Les trois princesses belges oubliées : les filles du roi Léopold II

Il est normal pour moi que la princesse Elisabeth soit notre princesse héritière. Elle est en effet la fille aînée du roi Philippe et de la reine Mathilde. J’ai été très surpris lorsque j’ai lu qu’il n’y a pas si longtemps seuls les fils du roi pouvaient accéder au trône. Si le monarque n’avait pas de fils, le proche parent lui succédait. Cette loi salique (succession) permit qu’après le roi Léopold II, son neveu le prince Albert devint le troisième roi des belges. La fille ainée de Léopold, la princesse Louise, ne fut jamais considérée comme notre prochaine souveraine selon ce principe. Ce n’est que depuis 1991 que le monarque belge est remplacé par son premier-né, que ce soit une fille ou un garçon.

Les princesses Louise et ses sœurs Stéphanie et Clémentine furent plus ou moins oubliées. Je ne trouve pas cela tout à fait juste. Elles n’ont pas eu une vie très plaisante malgré leur naissance avec statut. Qui étaient-elles ?

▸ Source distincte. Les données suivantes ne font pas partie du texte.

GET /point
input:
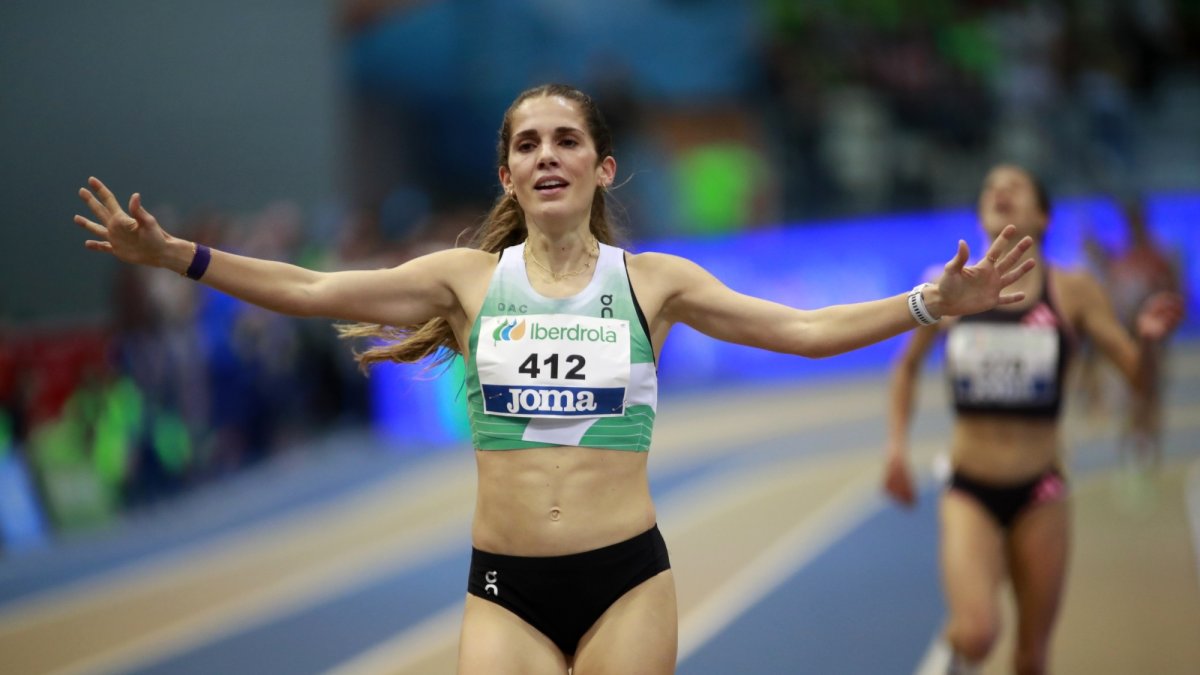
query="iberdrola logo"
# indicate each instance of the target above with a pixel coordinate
(509, 330)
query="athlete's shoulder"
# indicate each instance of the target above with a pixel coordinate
(655, 263)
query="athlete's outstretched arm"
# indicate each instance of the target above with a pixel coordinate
(414, 292)
(696, 298)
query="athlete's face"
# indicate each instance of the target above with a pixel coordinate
(1009, 196)
(553, 169)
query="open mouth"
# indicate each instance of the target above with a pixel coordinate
(550, 184)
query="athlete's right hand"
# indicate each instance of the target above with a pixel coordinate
(133, 238)
(898, 479)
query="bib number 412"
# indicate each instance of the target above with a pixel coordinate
(574, 363)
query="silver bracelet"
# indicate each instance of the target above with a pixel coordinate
(917, 306)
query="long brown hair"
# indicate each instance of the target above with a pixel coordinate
(503, 227)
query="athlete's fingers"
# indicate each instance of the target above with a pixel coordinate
(1009, 298)
(95, 228)
(1000, 244)
(137, 210)
(960, 258)
(1014, 254)
(1014, 274)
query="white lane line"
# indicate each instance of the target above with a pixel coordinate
(408, 649)
(937, 656)
(1192, 499)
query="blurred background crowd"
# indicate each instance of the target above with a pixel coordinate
(120, 387)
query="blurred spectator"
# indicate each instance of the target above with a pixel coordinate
(1134, 275)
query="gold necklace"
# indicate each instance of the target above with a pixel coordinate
(593, 252)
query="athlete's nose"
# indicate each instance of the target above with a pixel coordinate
(546, 156)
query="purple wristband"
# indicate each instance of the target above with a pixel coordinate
(199, 262)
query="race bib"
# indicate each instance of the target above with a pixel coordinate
(553, 365)
(1012, 365)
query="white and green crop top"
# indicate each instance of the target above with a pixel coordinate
(561, 371)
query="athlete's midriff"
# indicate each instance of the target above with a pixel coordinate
(1005, 448)
(559, 500)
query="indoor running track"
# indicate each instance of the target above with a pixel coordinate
(352, 559)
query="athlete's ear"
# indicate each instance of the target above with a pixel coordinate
(606, 171)
(505, 179)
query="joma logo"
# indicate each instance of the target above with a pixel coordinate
(550, 400)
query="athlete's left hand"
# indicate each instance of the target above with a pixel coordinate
(965, 290)
(1159, 315)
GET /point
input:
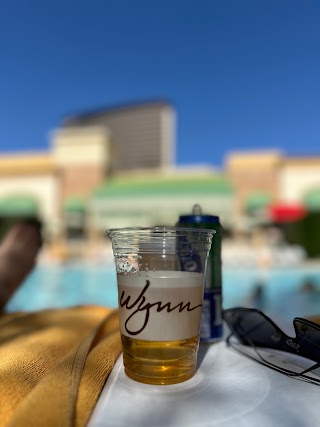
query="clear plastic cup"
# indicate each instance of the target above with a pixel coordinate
(160, 274)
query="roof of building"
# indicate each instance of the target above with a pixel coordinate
(87, 117)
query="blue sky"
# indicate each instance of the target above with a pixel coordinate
(242, 74)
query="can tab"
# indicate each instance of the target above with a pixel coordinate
(196, 210)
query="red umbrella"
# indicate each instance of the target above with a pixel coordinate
(287, 212)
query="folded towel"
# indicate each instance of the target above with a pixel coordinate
(54, 363)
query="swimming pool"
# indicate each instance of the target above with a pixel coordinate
(274, 290)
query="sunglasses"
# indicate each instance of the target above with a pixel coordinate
(259, 338)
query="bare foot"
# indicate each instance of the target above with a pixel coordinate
(18, 253)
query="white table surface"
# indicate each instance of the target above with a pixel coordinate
(228, 390)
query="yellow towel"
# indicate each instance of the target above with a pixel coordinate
(54, 363)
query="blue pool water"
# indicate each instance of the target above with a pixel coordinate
(72, 284)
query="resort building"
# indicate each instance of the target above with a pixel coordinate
(115, 168)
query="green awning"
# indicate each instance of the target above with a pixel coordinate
(311, 200)
(74, 204)
(163, 187)
(19, 206)
(257, 201)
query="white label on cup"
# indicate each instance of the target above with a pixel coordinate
(160, 305)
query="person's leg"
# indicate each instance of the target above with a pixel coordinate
(18, 253)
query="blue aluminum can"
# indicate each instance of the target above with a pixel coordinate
(211, 323)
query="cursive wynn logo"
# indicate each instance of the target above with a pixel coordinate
(141, 305)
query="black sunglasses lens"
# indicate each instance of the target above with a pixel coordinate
(252, 327)
(308, 337)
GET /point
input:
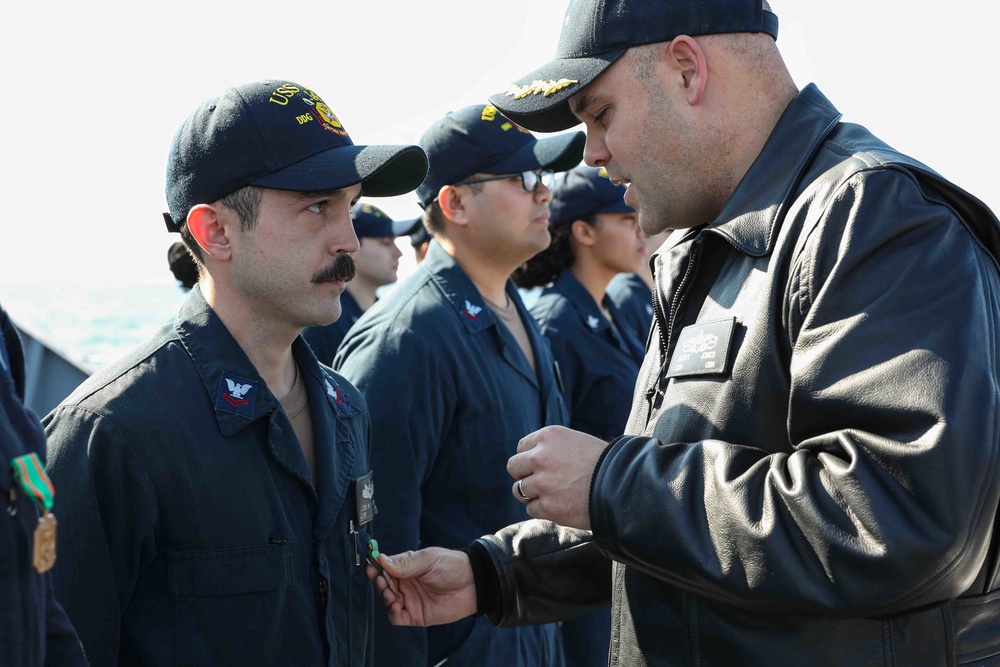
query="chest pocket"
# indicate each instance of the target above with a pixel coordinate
(352, 609)
(226, 602)
(486, 443)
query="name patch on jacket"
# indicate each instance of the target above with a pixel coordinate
(364, 496)
(702, 349)
(236, 395)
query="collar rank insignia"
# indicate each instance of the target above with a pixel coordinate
(236, 395)
(538, 87)
(471, 311)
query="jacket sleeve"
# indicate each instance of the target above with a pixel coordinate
(543, 572)
(409, 403)
(62, 645)
(107, 518)
(882, 500)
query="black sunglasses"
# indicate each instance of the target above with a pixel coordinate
(529, 179)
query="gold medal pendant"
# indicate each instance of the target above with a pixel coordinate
(45, 543)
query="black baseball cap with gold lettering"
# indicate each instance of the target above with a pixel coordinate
(281, 135)
(596, 33)
(479, 139)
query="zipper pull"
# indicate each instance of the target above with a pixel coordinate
(357, 545)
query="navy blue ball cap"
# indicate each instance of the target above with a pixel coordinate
(281, 135)
(584, 191)
(596, 33)
(370, 222)
(480, 140)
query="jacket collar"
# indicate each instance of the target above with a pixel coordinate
(238, 392)
(752, 216)
(582, 301)
(456, 286)
(589, 311)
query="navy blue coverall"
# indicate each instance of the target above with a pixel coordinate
(599, 363)
(634, 300)
(325, 340)
(193, 532)
(450, 393)
(34, 629)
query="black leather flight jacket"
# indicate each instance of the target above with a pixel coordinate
(823, 489)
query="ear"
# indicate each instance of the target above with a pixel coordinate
(453, 205)
(209, 231)
(688, 58)
(583, 233)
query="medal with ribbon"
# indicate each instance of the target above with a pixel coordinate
(30, 475)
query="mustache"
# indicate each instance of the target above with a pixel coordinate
(343, 268)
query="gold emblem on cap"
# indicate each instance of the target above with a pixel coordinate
(538, 87)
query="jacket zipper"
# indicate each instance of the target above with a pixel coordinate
(667, 325)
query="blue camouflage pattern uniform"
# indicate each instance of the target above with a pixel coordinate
(193, 532)
(634, 300)
(34, 629)
(599, 363)
(325, 340)
(451, 393)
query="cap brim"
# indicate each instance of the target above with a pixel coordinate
(383, 171)
(558, 153)
(539, 101)
(406, 227)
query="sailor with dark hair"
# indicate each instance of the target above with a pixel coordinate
(632, 293)
(34, 629)
(216, 484)
(460, 370)
(810, 473)
(182, 265)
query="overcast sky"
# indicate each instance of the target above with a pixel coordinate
(96, 90)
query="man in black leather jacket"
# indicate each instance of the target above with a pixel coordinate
(812, 469)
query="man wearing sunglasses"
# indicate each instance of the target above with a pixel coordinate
(457, 372)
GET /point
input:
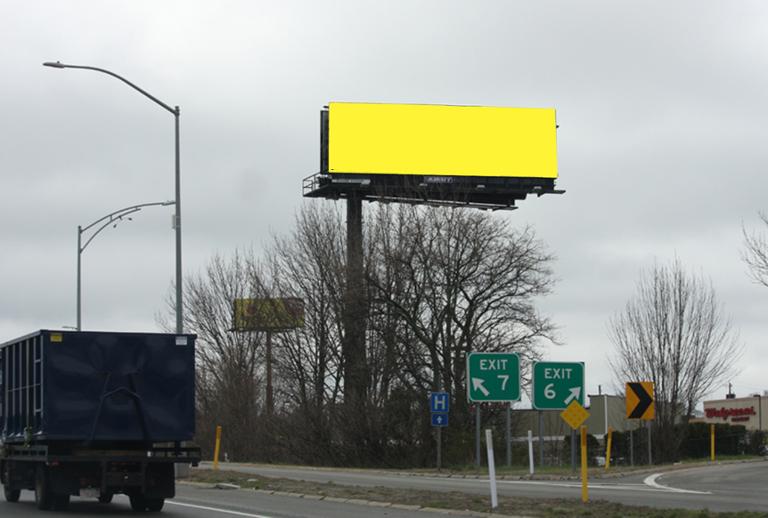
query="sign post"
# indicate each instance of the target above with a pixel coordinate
(491, 377)
(439, 406)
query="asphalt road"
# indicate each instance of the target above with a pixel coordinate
(728, 487)
(195, 502)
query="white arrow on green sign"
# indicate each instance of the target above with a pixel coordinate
(493, 377)
(557, 384)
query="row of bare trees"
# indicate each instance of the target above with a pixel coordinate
(675, 332)
(439, 284)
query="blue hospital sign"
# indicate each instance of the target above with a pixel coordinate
(439, 402)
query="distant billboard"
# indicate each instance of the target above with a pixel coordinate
(268, 314)
(438, 140)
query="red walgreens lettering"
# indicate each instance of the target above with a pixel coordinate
(725, 413)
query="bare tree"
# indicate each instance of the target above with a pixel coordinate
(755, 253)
(309, 263)
(673, 332)
(447, 282)
(230, 365)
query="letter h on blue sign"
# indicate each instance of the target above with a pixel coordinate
(439, 402)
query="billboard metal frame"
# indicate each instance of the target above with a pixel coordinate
(494, 193)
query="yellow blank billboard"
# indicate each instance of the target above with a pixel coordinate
(437, 140)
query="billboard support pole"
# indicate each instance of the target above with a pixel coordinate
(270, 394)
(353, 345)
(477, 435)
(509, 434)
(541, 439)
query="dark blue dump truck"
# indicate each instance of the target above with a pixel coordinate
(95, 414)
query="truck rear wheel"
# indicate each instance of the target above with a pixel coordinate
(43, 494)
(138, 503)
(11, 495)
(60, 502)
(155, 504)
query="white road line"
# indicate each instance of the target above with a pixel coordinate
(651, 481)
(546, 483)
(217, 510)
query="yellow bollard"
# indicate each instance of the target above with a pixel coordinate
(584, 488)
(217, 448)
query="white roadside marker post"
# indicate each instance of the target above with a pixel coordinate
(530, 452)
(491, 469)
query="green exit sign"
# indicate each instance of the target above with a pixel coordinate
(493, 377)
(557, 384)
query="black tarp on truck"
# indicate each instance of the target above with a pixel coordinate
(96, 413)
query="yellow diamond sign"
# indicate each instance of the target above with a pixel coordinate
(574, 415)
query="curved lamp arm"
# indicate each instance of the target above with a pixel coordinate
(114, 216)
(124, 80)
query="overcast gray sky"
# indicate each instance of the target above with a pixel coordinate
(662, 145)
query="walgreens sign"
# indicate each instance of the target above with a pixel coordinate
(737, 414)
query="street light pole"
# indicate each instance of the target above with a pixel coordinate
(175, 111)
(110, 219)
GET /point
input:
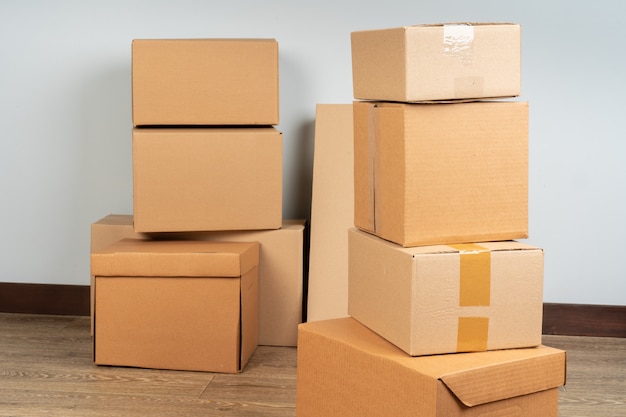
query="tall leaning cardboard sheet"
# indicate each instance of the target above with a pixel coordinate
(332, 212)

La famille de Léopold II et de Marie Henriette

Aussi les rois n’obtiennent pas toujours ce que leur cœur désire. Léopold II voulait un fils comme successeur. Il en fut autrement. Il eut quatre enfants avec sa femme l’archiduchesse Marie Henriette d’Autriche : Louise (1858-1924), Léopold (1859-1868), Stéphanie (1864-1945) et Clémentine (1872-1955). En 1865 leur grand- père Léopold I mourut. Le fils Léopold lui succéda en tant que Léopold II et le petit fils Léopold devint le nouveau prince héritier.

Tragédie

En 1868 le jeune Léopold tomba dans un étang dans le jardin du château royal de Laeken. Il fut à temps retiré de l’eau. Malheureusement avec cette mésaventure il attrapa une pneumonie et mourut quelques jours plus tard. A son enterrement le roi était en pleurs et il a été dit que ce fut la seule et unique fois en public. De plus Léopold et Marie Henriette ne furent pas remplis d’amour parental. Le roi ne regardait guère ses filles. Il les éduqua cependant selon un régime très strict et autoritaire. Marie Henriette se retira de sa vie de famille dans sa résidence à Spa.

Mariages forcés

Léopold conclut pour ces deux filles aînées un mariage afin de hausser la position de la famille royale belge en Europe. Louise fut liée à son riche arrière-neveu le prince Philippe de Saxe-Cobourg et Gotha. Ce mariage échoua. A l’âge de 17 ans Stéphanie fut mariée au prince héritier austro-hongrois Rodolphe. Le couple eut une fille. Le mariage de Stéphanie et Rodolphe prit fin en 1889 avec le drame de Mayerling, Rodolphe tira sur sa jeune maitresse Marie Vetsera et ensuite se tira une balle.

Un mariage interdit

En 1902 vint une rupture avec la plus jeune fille Clémentine. Après la mort de Marie Henriette Léopold intensifia sa relation avec la française Blanche Delacroix, une dame au passé douteux. Il interdit Clémentine d’épouser le prince Victor Napoléon Bonaparte (1862-1926) prince prétendant au trône de France de la maison Bonaparte. En 1910 le roi Albert I autorisa la princesse à épouser Victor Napoléon. Leur mariage fut très heureux.

Le dernier geste de Léopold à ses filles

Louise, Stéphanie et clémentine durent encaisser un gros choc après la mort de leur père. Elles n’apparurent pas dans le testament. Une grande partie de son immense fortune alla à Blanche et le reste à la Donation royale, l’institution gérant les propriétés, les palais et les châteaux au service de la famille royale.